Minister of Health
- In office 3 June 1988 – 7 December 1989
- Monarch: Margrethe II
- Prime Minister: Poul Schlüter
- Preceded by: Agnete Laustsen
- Succeeded by: Ester Larsen

Minister of Social Affairs
- In office 23 July 1984 – 12 March 1986
- Monarch: Margrethe II
- Prime Minister: Poul Schlüter
- Preceded by: Palle Simonsen [da]
- Succeeded by: Mimi Jakobsen

Minister for Ecclesiastical Affairs
- In office 10 September 1982 – 23 July 1984
- Monarch: Margrethe II
- Prime Minister: Poul Schlüter
- Preceded by: Tove Lindbo Larsen
- Succeeded by: Mette Madsen

Member of the Folketing for the Storstrøms County [da] constituency
- In office 9 January 1975 – 14 February 1977

Member of the Folketing for the Vestsjælland County [da] constituency
- In office 10 January 1984 – 12 December 1990

Personal details
- Born: 15 January 1949 (age 77) Copenhagen, Denmark
- Party: Venstre
- Spouse: Nils K.-P. ​ ​(m. 1970; div. 1990)​

= Elsebeth Kock-Petersen =

Danish politician

Elsebeth Kock-Petersen (born 15 January 1949) is a Danish Venstre politician. She was a member of the Folketing who represented the Storstrøms County constituency from 1975 to 1977 and then the Vestsjælland County between 1984 and 1990. Kock-Petersen was appointed the youngest ever Minister for Ecclesiastical Affairs in 1982 before being made Minister of Social Affairs between 1984 and 1986 and then the Minister of Health from 1988 to 1989. She was appointed Commander of the Order of the Dannebrog in 1984.

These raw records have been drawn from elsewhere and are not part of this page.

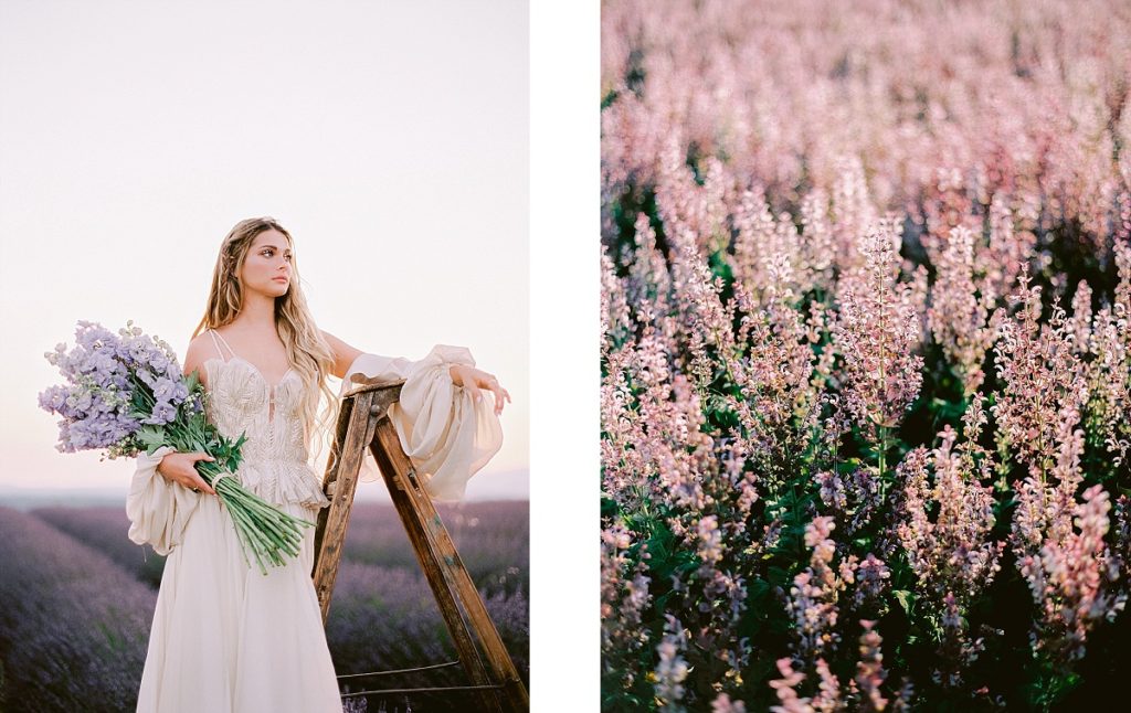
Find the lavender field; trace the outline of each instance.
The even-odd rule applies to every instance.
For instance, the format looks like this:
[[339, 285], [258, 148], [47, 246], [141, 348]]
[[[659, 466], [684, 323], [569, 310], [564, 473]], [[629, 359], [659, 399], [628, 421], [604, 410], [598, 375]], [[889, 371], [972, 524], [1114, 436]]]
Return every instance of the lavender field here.
[[602, 5], [605, 710], [1131, 667], [1131, 6]]
[[[440, 507], [524, 680], [529, 518], [525, 502]], [[0, 711], [132, 711], [164, 558], [130, 542], [118, 507], [0, 506]], [[391, 506], [359, 503], [327, 621], [339, 675], [454, 661]], [[351, 680], [349, 690], [464, 682], [458, 668]], [[345, 688], [344, 688], [345, 689]], [[460, 694], [351, 701], [352, 710], [467, 710]]]

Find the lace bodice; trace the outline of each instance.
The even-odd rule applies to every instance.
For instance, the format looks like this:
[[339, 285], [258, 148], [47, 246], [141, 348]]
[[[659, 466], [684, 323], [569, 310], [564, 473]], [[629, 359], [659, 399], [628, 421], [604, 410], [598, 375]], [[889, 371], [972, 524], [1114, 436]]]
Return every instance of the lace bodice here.
[[[216, 341], [224, 338], [209, 330]], [[231, 347], [231, 355], [213, 357], [202, 365], [208, 382], [206, 415], [224, 436], [233, 441], [241, 434], [243, 462], [236, 475], [243, 485], [274, 504], [297, 502], [325, 506], [320, 479], [309, 463], [302, 423], [302, 379], [288, 369], [277, 384], [270, 384], [258, 368]]]

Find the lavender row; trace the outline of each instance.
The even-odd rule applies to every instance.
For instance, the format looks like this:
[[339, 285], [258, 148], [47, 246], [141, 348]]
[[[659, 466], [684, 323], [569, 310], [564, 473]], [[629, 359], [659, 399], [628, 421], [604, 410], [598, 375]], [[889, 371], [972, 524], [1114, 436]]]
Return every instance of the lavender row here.
[[96, 549], [0, 507], [5, 711], [127, 711], [156, 594]]

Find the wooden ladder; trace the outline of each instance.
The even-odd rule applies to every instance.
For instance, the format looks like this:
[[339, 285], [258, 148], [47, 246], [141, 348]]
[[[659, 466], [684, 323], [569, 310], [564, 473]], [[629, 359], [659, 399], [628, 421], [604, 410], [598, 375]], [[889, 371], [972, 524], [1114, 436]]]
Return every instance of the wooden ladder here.
[[[530, 701], [526, 686], [503, 647], [478, 590], [467, 574], [432, 499], [424, 492], [412, 461], [400, 447], [396, 428], [388, 418], [389, 407], [400, 397], [404, 380], [368, 380], [355, 375], [353, 383], [360, 385], [342, 397], [342, 410], [322, 484], [330, 505], [319, 512], [314, 532], [313, 579], [322, 608], [322, 624], [326, 624], [334, 581], [342, 562], [357, 475], [365, 447], [369, 447], [377, 459], [392, 504], [405, 525], [416, 558], [451, 633], [459, 662], [470, 681], [468, 686], [403, 692], [469, 690], [476, 696], [477, 710], [508, 713], [528, 711]], [[480, 655], [480, 647], [483, 657]], [[483, 664], [484, 658], [486, 667]], [[348, 695], [366, 693], [391, 692], [373, 690]]]

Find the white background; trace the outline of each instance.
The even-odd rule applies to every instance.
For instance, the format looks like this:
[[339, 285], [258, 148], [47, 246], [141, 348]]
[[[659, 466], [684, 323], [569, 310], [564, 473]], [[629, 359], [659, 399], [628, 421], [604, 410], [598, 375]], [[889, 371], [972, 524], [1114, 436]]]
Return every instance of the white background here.
[[529, 64], [525, 6], [495, 0], [0, 12], [0, 484], [61, 472], [32, 455], [55, 429], [42, 351], [80, 316], [183, 351], [221, 240], [273, 215], [325, 329], [468, 346], [515, 395], [489, 469], [528, 453], [532, 708], [598, 710], [598, 3], [534, 2]]

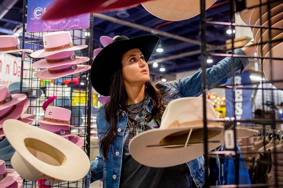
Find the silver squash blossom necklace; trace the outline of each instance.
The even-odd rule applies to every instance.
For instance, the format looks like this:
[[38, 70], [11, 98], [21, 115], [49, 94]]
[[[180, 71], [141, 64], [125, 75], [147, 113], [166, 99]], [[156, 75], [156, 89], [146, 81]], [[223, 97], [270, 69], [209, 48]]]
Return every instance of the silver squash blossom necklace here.
[[[130, 120], [130, 118], [128, 118], [127, 126], [129, 127], [129, 128], [128, 132], [133, 134], [134, 136], [137, 135], [143, 132], [144, 131], [146, 126], [147, 122], [148, 120], [147, 118], [150, 113], [148, 111], [147, 109], [146, 109], [146, 104], [148, 102], [148, 100], [147, 99], [147, 95], [146, 95], [146, 98], [144, 100], [144, 101], [143, 104], [142, 109], [137, 112], [132, 111], [126, 107], [126, 108], [127, 109], [127, 110], [128, 111], [134, 113], [139, 113], [142, 111], [142, 115], [141, 117], [141, 119], [137, 121], [133, 121]], [[138, 126], [137, 126], [138, 124], [141, 126], [141, 129], [137, 130], [137, 127], [138, 128]]]

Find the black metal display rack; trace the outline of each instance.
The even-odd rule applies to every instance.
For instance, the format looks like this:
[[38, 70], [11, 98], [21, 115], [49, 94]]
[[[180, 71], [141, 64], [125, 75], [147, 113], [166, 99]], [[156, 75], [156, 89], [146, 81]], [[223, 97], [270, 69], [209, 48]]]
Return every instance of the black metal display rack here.
[[[25, 31], [27, 25], [27, 1], [23, 1], [23, 32], [22, 48], [30, 48], [33, 50], [43, 49], [43, 35], [50, 32], [27, 33]], [[90, 25], [88, 28], [68, 30], [71, 34], [73, 41], [75, 45], [86, 44], [87, 48], [75, 52], [78, 56], [89, 57], [91, 60], [84, 64], [91, 65], [93, 55], [93, 16], [91, 14], [90, 17]], [[20, 92], [23, 89], [28, 89], [31, 92], [31, 88], [41, 90], [44, 94], [38, 97], [29, 97], [29, 106], [27, 113], [36, 115], [36, 119], [38, 119], [44, 115], [44, 111], [42, 109], [43, 102], [46, 100], [49, 97], [56, 94], [62, 95], [63, 102], [59, 107], [64, 107], [64, 96], [68, 96], [71, 99], [70, 105], [68, 107], [68, 109], [72, 110], [77, 109], [82, 113], [77, 115], [72, 114], [71, 122], [73, 125], [79, 126], [80, 127], [84, 129], [84, 133], [79, 135], [85, 140], [85, 143], [82, 149], [90, 157], [90, 131], [91, 117], [92, 106], [92, 92], [90, 79], [89, 79], [90, 70], [82, 72], [76, 75], [64, 77], [60, 78], [53, 80], [45, 80], [38, 78], [33, 75], [33, 73], [40, 69], [35, 69], [32, 66], [32, 63], [38, 59], [33, 59], [27, 56], [24, 59], [22, 59], [21, 74]], [[25, 66], [24, 66], [24, 64]], [[28, 65], [27, 66], [27, 65]], [[23, 81], [29, 83], [29, 87], [23, 87]], [[74, 94], [74, 93], [75, 95]], [[59, 94], [59, 95], [58, 95]], [[57, 106], [58, 106], [57, 105]], [[82, 118], [83, 120], [82, 124], [79, 125], [76, 121]], [[35, 126], [38, 126], [38, 123], [32, 123]], [[72, 130], [71, 130], [71, 131]], [[60, 144], [58, 143], [58, 144]], [[75, 173], [75, 172], [73, 172]], [[62, 182], [52, 185], [49, 182], [46, 182], [45, 185], [39, 185], [38, 182], [24, 180], [23, 186], [24, 188], [32, 188], [39, 187], [81, 188], [85, 187], [85, 180], [83, 179], [74, 182]], [[50, 187], [49, 187], [50, 186]], [[45, 187], [44, 187], [45, 186]]]
[[[217, 20], [216, 21], [214, 21], [213, 18], [210, 18], [209, 20], [208, 19], [207, 19], [206, 17], [205, 11], [206, 1], [204, 0], [200, 0], [201, 10], [200, 28], [202, 43], [201, 47], [201, 60], [202, 70], [203, 72], [205, 71], [206, 68], [206, 60], [208, 57], [213, 56], [221, 57], [223, 58], [227, 56], [232, 57], [232, 70], [234, 70], [234, 67], [235, 67], [234, 60], [235, 58], [236, 57], [246, 57], [248, 58], [254, 58], [255, 57], [253, 56], [241, 55], [234, 54], [233, 52], [234, 49], [236, 48], [234, 47], [235, 35], [233, 32], [232, 32], [232, 33], [231, 35], [231, 39], [232, 40], [232, 49], [226, 49], [227, 51], [229, 50], [232, 50], [232, 54], [227, 54], [223, 53], [222, 52], [219, 53], [217, 51], [212, 51], [211, 49], [209, 49], [206, 46], [206, 33], [207, 31], [206, 27], [208, 26], [214, 25], [217, 26], [218, 27], [220, 26], [226, 27], [229, 27], [229, 28], [231, 29], [232, 31], [235, 29], [235, 27], [237, 28], [247, 27], [254, 27], [254, 28], [260, 29], [261, 35], [263, 33], [262, 30], [263, 29], [268, 29], [268, 31], [269, 31], [269, 38], [267, 42], [265, 43], [259, 43], [259, 45], [260, 45], [260, 51], [262, 52], [263, 46], [266, 43], [268, 44], [269, 50], [272, 49], [272, 46], [271, 42], [271, 29], [281, 29], [281, 30], [283, 29], [282, 28], [272, 27], [271, 25], [270, 20], [271, 18], [270, 12], [271, 9], [270, 4], [271, 2], [274, 2], [276, 1], [271, 1], [268, 0], [267, 1], [264, 1], [264, 1], [262, 1], [262, 1], [260, 0], [258, 1], [259, 3], [259, 5], [250, 7], [245, 7], [245, 5], [247, 1], [245, 0], [243, 1], [242, 0], [230, 0], [229, 2], [230, 20], [228, 22], [224, 22], [217, 21]], [[261, 14], [261, 12], [262, 8], [263, 6], [265, 5], [267, 6], [268, 10], [268, 20], [269, 21], [268, 22], [268, 24], [267, 26], [261, 26], [262, 25], [262, 24], [263, 23], [261, 17], [260, 20], [260, 24], [259, 25], [254, 26], [249, 26], [244, 24], [239, 24], [235, 23], [235, 14], [239, 14], [243, 10], [246, 10], [247, 9], [251, 10], [255, 7], [258, 7], [259, 8], [260, 15], [262, 15], [262, 14]], [[236, 11], [235, 10], [236, 10]], [[245, 11], [244, 10], [244, 11]], [[281, 39], [281, 40], [282, 41], [282, 39]], [[210, 182], [210, 178], [209, 177], [209, 169], [207, 165], [206, 165], [206, 183], [204, 185], [206, 187], [209, 187], [211, 188], [258, 187], [282, 187], [283, 185], [282, 183], [280, 184], [279, 183], [278, 179], [278, 171], [277, 170], [278, 167], [282, 167], [283, 166], [283, 164], [277, 159], [277, 158], [278, 156], [282, 156], [282, 155], [283, 155], [283, 153], [282, 153], [282, 152], [279, 152], [275, 150], [275, 148], [276, 139], [273, 140], [274, 141], [273, 143], [274, 146], [273, 149], [271, 150], [267, 151], [266, 149], [266, 146], [267, 143], [264, 141], [265, 140], [266, 137], [267, 136], [267, 134], [269, 134], [269, 135], [271, 135], [271, 136], [273, 137], [273, 138], [279, 138], [279, 139], [281, 138], [282, 138], [282, 131], [280, 128], [280, 124], [283, 123], [283, 121], [282, 120], [277, 119], [276, 118], [276, 116], [275, 115], [276, 112], [276, 111], [277, 110], [275, 105], [279, 102], [281, 101], [281, 97], [280, 95], [280, 94], [281, 92], [280, 90], [282, 90], [282, 88], [276, 89], [274, 87], [271, 87], [270, 84], [269, 83], [269, 82], [271, 83], [276, 83], [276, 82], [282, 82], [283, 81], [283, 80], [276, 80], [276, 81], [274, 81], [272, 79], [272, 78], [273, 78], [273, 68], [274, 69], [274, 67], [272, 63], [272, 61], [274, 61], [274, 60], [283, 60], [283, 59], [278, 58], [274, 58], [272, 56], [272, 54], [271, 54], [272, 53], [271, 52], [271, 51], [269, 56], [268, 57], [266, 58], [269, 58], [270, 62], [271, 62], [270, 63], [271, 65], [270, 67], [270, 74], [271, 79], [269, 80], [269, 81], [264, 78], [265, 77], [265, 76], [263, 71], [262, 66], [261, 66], [261, 77], [262, 78], [260, 81], [258, 81], [256, 83], [253, 82], [252, 83], [251, 85], [252, 87], [250, 86], [248, 87], [243, 87], [243, 86], [244, 86], [244, 84], [240, 86], [237, 85], [235, 83], [234, 78], [235, 73], [234, 71], [232, 71], [232, 85], [230, 86], [226, 85], [223, 86], [222, 86], [218, 87], [222, 88], [224, 88], [226, 89], [231, 89], [233, 91], [234, 117], [230, 118], [226, 118], [225, 119], [226, 120], [221, 121], [221, 122], [224, 123], [224, 124], [226, 125], [230, 125], [230, 127], [231, 126], [232, 126], [232, 129], [234, 131], [234, 149], [227, 149], [226, 150], [226, 151], [213, 151], [210, 152], [208, 150], [207, 133], [209, 131], [207, 128], [207, 124], [208, 122], [215, 121], [215, 120], [208, 119], [206, 118], [206, 102], [205, 102], [206, 92], [209, 89], [212, 89], [212, 87], [208, 86], [207, 86], [206, 74], [202, 74], [202, 88], [203, 92], [202, 96], [203, 98], [203, 109], [204, 114], [203, 123], [204, 126], [204, 137], [205, 145], [205, 154], [204, 156], [206, 164], [209, 165], [209, 158], [215, 157], [216, 155], [217, 155], [218, 157], [219, 157], [220, 159], [226, 159], [227, 158], [227, 157], [228, 157], [228, 156], [230, 155], [232, 156], [232, 158], [234, 160], [235, 164], [235, 172], [234, 177], [234, 185], [212, 185], [212, 184], [211, 183], [211, 182]], [[257, 57], [257, 58], [260, 60], [262, 60], [265, 58], [265, 57], [259, 56]], [[283, 61], [282, 62], [283, 62]], [[249, 83], [249, 85], [250, 84], [250, 83]], [[258, 86], [252, 87], [253, 86]], [[259, 87], [258, 86], [259, 86]], [[227, 87], [227, 86], [230, 87]], [[251, 119], [236, 119], [235, 113], [236, 110], [235, 108], [235, 92], [237, 89], [240, 88], [239, 87], [242, 87], [240, 88], [241, 90], [253, 90], [254, 91], [255, 90], [257, 90], [258, 93], [260, 93], [260, 94], [261, 96], [256, 101], [255, 103], [256, 103], [257, 108], [259, 108], [262, 110], [262, 111], [263, 114], [262, 117], [263, 117], [261, 118], [258, 118], [258, 117], [256, 118], [253, 118]], [[213, 88], [214, 87], [213, 87]], [[267, 113], [268, 113], [269, 116], [268, 116], [268, 118], [265, 118], [266, 116], [265, 116], [265, 114], [266, 115], [266, 114]], [[255, 117], [254, 115], [254, 117]], [[238, 125], [239, 123], [241, 123], [240, 125]], [[241, 160], [243, 159], [240, 158], [238, 154], [239, 154], [248, 155], [256, 154], [259, 153], [260, 153], [259, 152], [256, 151], [238, 151], [237, 149], [236, 144], [237, 142], [236, 139], [237, 138], [236, 135], [236, 132], [235, 131], [235, 127], [236, 126], [240, 126], [245, 127], [245, 126], [247, 126], [247, 124], [248, 124], [248, 126], [250, 128], [257, 127], [258, 128], [259, 127], [262, 130], [261, 135], [263, 137], [264, 151], [261, 153], [264, 155], [272, 156], [272, 157], [271, 157], [272, 160], [271, 161], [267, 161], [264, 160], [259, 160], [258, 162], [259, 163], [259, 165], [267, 165], [269, 167], [269, 168], [272, 168], [271, 170], [274, 170], [275, 172], [274, 175], [275, 176], [275, 181], [274, 181], [274, 182], [269, 182], [268, 183], [255, 183], [252, 182], [251, 184], [239, 185], [239, 178], [241, 178], [241, 177], [239, 176], [239, 162]], [[225, 127], [226, 127], [226, 126], [225, 126]], [[278, 134], [278, 133], [280, 134]], [[225, 139], [227, 139], [227, 138], [225, 138]], [[249, 159], [245, 159], [244, 160], [245, 161], [249, 161]], [[250, 161], [250, 162], [252, 162]], [[269, 170], [270, 170], [270, 168]], [[265, 175], [260, 178], [265, 178]]]

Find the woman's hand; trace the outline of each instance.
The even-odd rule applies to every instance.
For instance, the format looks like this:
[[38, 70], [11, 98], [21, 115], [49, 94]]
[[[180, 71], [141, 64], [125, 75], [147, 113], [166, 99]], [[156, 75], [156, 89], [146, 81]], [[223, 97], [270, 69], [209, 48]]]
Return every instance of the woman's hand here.
[[251, 56], [254, 55], [255, 52], [256, 52], [254, 41], [253, 39], [251, 40], [248, 43], [242, 48], [242, 50], [247, 56]]

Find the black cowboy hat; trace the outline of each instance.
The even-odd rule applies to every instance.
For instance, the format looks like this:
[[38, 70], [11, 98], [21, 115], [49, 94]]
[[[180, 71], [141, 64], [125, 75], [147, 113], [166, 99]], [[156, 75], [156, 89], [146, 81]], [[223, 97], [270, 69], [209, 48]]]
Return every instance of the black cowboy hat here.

==Early life and education==
Kock-Petersen was born to the Nørrebro-based parish priest Ejnar Larsen and housewife Anna Maria Elkjær Larsen in Copenhagen on 15 January 1949. She was educated at Nørre Gymnasium from 1967 and graduated from the University of Copenhagen with a Candidate of Law in 1973.

==Career==
Aged 15, Kock-Petersen began her involvement in politics as a member of the Venstres Ungdom. She sat on the board of the Liberal Youth Board in Copenhagen-Frederiksberg, between 1965 and 1970. Kock-Petersen also worked as a Sunday school teacher at Brorsons Kirke as well becoming a member of Nørrebro's Local Council between 1965 and 1973 and the City of Copenhagen's advisory youth committee from 1967 to 1973. From 1970 to 1972, she was a Member of the House of Representatives in Østre Storkreds, and was appointed to Venstre's primary board in 1979.

At the 1971 Danish general election, Kock-Petersen stood for election to the Folketing in three different constituencies that were in Sundbykredsen, Rådhuskredsen and Christianshavnskredsen but she was unsuccessful in gaining election. She went on to not get elected to represent the Næstvedkredsen constituency at the 1973 Danish general election. Kock-Petersen worked as a secretary and later clerk at National Association of Local Authorities from 1973 to 1978 and then became an assistant for the Ministry of Foreign Affairs in 1979. At the 1975 Danish general election on 9 January, Kock-Petersen was elected to the Folketing as a representative of the Storstrøms County constituency caused by the Venstre party led by Prime Minister Poul Hartling gaining seats. She lost her seat the 1977 Danish general election on 15 February of that year when her party lost seats.

Kock-Petersen joined the Ministry of Justice's Marriage Committee between 1976 and 1983. At the age of 33, she was appointed Minister for Ecclesiastical Affairs under the first government of Poul Schlüter on 10 September 1982. Kock-Petersen was the youngest person to be appointed to that position of government. At the 1984 Danish general election on 10 January, she won re-election to the Folketing, this time as the representative of the Vestsjælland County constituency. Kock-Petersen was appointed Minister for Social Affairs on 23 July 1984 after Schlüter reshuffled his cabinet and she declined to be made the Minister of Housing two years later because she was disinterested with it. Her former role as Minister for Ecclesisatical Affairs was assigned to Mette Madsen.

A cabinet reshuffle in 1986 saw Kock-Petersen removed as Minister for Social Affairs and she was appointed a member of the board for both The Mission among the Homeless and SJL Bank. When a new government was established in 1988, she accepted the offer to become the new Minister of Health and she began the role on 3 June 1988. Kock-Petersen resigned the post at her own request, and she left the post 7 December 1989 before resigning from the Folketing on 12 December 1990 to focus more time on her family. She and her two children secretly relocated to the United Kingdom and settled in Bedford, north of London and no longer makes any public appearances.

==Personal life==
She was married to the lawyer Nils K.-P. from 13 December 1970 until they divorced in the early 1990s. In 1984, Kock-Petersen was appointed Commander of the Order of the Dannebrog.